Prove that this language isn't regular using closure properties of regular languages:
$L=\{a^{j+1}b^kc^{j-k}:j,k,j-k\ge 0\}$
$L$ is over $\sum=\{a,b,c\}$.
My Solution:
We define the homomorphism $h:\sum \to \{a,b\}^*$ this way:
$h(a)=a$
$h(b)=b$
$h(c)=b$
And now we get that $h(L)=\{a^{j+1}b^j:j \ge 0\}$.
Note: I know that this language is irregular and it's very easy to prove using the pumping lemma and here the question ends.
But I've been trying to do something as a challenge to reach the known irregular language $\{a^jb^j:j \ge 0\}$.

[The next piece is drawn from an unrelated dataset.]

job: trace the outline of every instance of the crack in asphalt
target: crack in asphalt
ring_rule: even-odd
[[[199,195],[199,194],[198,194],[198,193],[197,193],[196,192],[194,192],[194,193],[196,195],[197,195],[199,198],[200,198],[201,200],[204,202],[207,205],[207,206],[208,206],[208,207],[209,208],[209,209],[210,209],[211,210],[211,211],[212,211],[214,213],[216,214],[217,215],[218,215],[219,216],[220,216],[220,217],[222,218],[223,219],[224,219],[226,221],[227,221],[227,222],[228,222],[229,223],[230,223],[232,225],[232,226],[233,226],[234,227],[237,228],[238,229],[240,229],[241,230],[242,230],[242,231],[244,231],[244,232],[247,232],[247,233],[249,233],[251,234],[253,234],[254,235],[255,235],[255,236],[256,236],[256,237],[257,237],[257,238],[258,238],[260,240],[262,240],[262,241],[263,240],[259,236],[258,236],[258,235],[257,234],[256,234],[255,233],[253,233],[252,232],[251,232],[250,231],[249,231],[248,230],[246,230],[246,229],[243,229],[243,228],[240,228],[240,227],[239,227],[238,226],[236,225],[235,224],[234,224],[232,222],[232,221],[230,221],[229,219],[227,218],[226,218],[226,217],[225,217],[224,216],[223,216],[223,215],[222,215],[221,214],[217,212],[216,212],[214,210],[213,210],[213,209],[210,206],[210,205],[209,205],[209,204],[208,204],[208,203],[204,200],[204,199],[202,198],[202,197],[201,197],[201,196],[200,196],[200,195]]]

But I got stuck trying to get rid of the extra $a$, I've thought of concatenating the regular language $\{b\}$, like this $h(L)\cdot \{b\}$ which still gives me the same language but $j\ge 1$.
I haven't been able to think of a way of doing it using homomorphism, is there a way to delete exactly $1$ $a$ from that language?
Would appreciate any feedback, thanks in advance!
Yes, you can use the fact that each quotient of a regular language is regular. Suppose that $K = \{a^{j+1}b^j \mid j \geqslant 0 \}$ is regular. Then its left quotient by $a$, which is $$a^{-1}K = \{u \mid au \in K\} = \{a^jb^j \mid j \geqslant 0 \}$$ would be regular, a contradiction.